Jay Patel was born in Anand, India, in 1995. He received his bachelor’s in Computer Systems Engineering from the University of Georgia in 2017. In 2016, he utilized the CURO program that offers University of Georgia undergraduates the opportunity to engage in faculty-mentored research to join Dr. Mable Fok’s Lightwave and Microwave Photonics Lab research team. He enjoyed learning about fiber optics and photonics techniques used to conduct experiments in the research lab.

His main areas of interest are computer programming and working with microcontrollers. He is currently works full time for AT&T at their headquarters in Dallas, Texas as a developer.

About the author

Mable Fok is an Associate Professor and a Distinguished Faculty Fellow in the College of Engineering at the University of Georgia.
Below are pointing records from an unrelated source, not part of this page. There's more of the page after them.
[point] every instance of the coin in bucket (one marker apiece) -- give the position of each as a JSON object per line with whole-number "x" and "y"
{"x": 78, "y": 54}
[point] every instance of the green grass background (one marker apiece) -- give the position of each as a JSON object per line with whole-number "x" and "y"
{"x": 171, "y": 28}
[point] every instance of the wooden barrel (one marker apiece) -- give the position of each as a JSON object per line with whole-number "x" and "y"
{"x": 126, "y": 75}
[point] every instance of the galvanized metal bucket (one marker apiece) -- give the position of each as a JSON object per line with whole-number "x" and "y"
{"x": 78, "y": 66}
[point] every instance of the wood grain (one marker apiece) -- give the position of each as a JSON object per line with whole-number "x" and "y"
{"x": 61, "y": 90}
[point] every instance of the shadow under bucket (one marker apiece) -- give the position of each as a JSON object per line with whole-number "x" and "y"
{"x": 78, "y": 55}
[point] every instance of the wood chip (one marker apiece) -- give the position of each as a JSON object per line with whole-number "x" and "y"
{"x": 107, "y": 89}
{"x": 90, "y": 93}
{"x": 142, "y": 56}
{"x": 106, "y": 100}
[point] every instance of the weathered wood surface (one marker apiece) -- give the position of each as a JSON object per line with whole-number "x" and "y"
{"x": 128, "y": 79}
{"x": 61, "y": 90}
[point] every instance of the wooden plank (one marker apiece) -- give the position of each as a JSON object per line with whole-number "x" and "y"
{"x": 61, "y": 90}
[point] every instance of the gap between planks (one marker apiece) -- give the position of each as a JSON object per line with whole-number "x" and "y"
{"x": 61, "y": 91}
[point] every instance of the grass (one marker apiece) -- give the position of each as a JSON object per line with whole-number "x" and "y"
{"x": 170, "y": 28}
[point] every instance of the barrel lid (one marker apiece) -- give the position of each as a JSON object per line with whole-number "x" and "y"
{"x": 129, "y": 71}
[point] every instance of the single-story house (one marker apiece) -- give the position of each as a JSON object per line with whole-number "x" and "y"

She received the B.Eng., M.Phil., and Ph.D. degrees in electronic engineering from the Chinese University of Hong Kong (CUHK), Hong Kong. After graduation, Dr. Fok joined the Department of Electrical Engineering at Princeton University, Princeton, NJ, USA, as an Associate Research Scholar in 2007, where she was focusing on hybrid analog/digital processing of optical signals based on neuromorphic algorithm and developing new techniques to enhance physical layer information security in optical communications network.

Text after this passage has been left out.